Innumerables pensamientos daban vueltas por mi cabeza durante la conversación con Amahl. Las noticias procedentes de América eran agridulces. Papá se aferraba a la vida tenazmente, esperando vernos. Yo tenía la voluntad; Amahl estaba proporcionando el medio. Al día siguiente, sin que ella se diera cuenta, yo obligaría a Mahtob a perder el tiempo, a demorarse en sus preparativos para la escuela. En cualquier caso, me aseguraría de que perdiera el autobús escolar. Luego, la acompañaría yo a la escuela. Una vez en la calle, lejos de Moody, le daría la feliz noticia de que nos íbamos a América. Mientras mi marido, sin sospechar nada, se dirigía a su trabajo en el hospital, Mahtob y yo nos encontraríamos con los hombres de Amahl, que nos acompañarían al aeropuerto para el vuelo a Zahedán.

Resultaba irónico que fuéramos a tomar la misma ruta que había planeado Miss Alavi. Me pregunté qué le habría sucedido. Quizás la hubiesen arrestado. Quizás hubiese conseguido huir del país, ella. Así lo esperaba.

—¿Cuánto costará esto? —le pregunté a Amahl.

—Quieren doce mil dólares —replicó—. Pero no se preocupe por ello. Ya me los enviará cuando llegue a América.

—Se los enviaré inmediatamente —prometí—. Y gracias.

—No hay de qué.

¿Por qué hacía Amahl todo aquello por Mahtob y por mí, llegando incluso a arriesgar doce mil dólares sobre la base de mi integridad? Creí conocer al menos algunas de las respuestas, aunque nunca le había preguntado nada directamente.

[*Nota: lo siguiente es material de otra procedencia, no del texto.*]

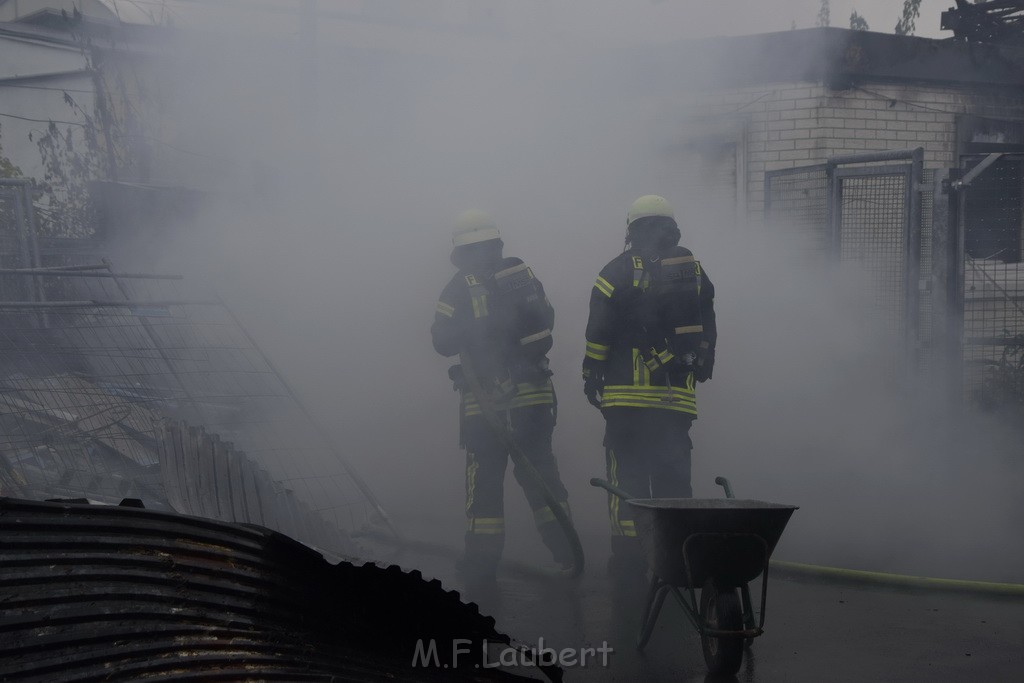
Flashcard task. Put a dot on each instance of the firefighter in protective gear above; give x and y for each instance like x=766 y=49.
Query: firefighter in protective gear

Primero, yo creía de veras que Amahl era la respuesta a todas mis plegarias, tanto cristianas como islámicas, a mi
nasr
, a mis peticiones al Imán Mehdi, a mi peregrinación a Meshed. Adorábamos al mismo Dios.

Amahl tenía que demostrarse algo a sí mismo, a mí, al mundo. Durante dieciocho meses, yo había estado atrapada en un país que a mí me parecía casi totalmente poblado por malvados. El tendero Hamid había sido el primero en demostrarme otra cosa. Miss Alavi, Chamsey, Zaree, Fereshteh y unos pocos más me habían demostrado también que no se podía catalogar a una persona por su nacionalidad. Incluso Ameh Bozorg, a su propia y extraña manera, había demostrado al menos buenas intenciones.

Ahora era el turno de Amahl. Sus motivaciones eran a la vez simples y complejas: quería ayudar a dos víctimas inocentes de la revolución iraní. No pedía nada a cambio. La alegría que sentiría por nuestro éxito era ya suficiente compensación.

¿Pero tendríamos éxito?

El artículo del periódico sobre la pareja de australianos secuestrada y las palabras de Mr. Vincop en la embajada me asustaban. Cuando mencioné por primera vez la posibilidad de contrabandistas, Mr. Vincop me advirtió: «Le roban el dinero, la llevan a la frontera, la violan, la matan o la entregan a las autoridades».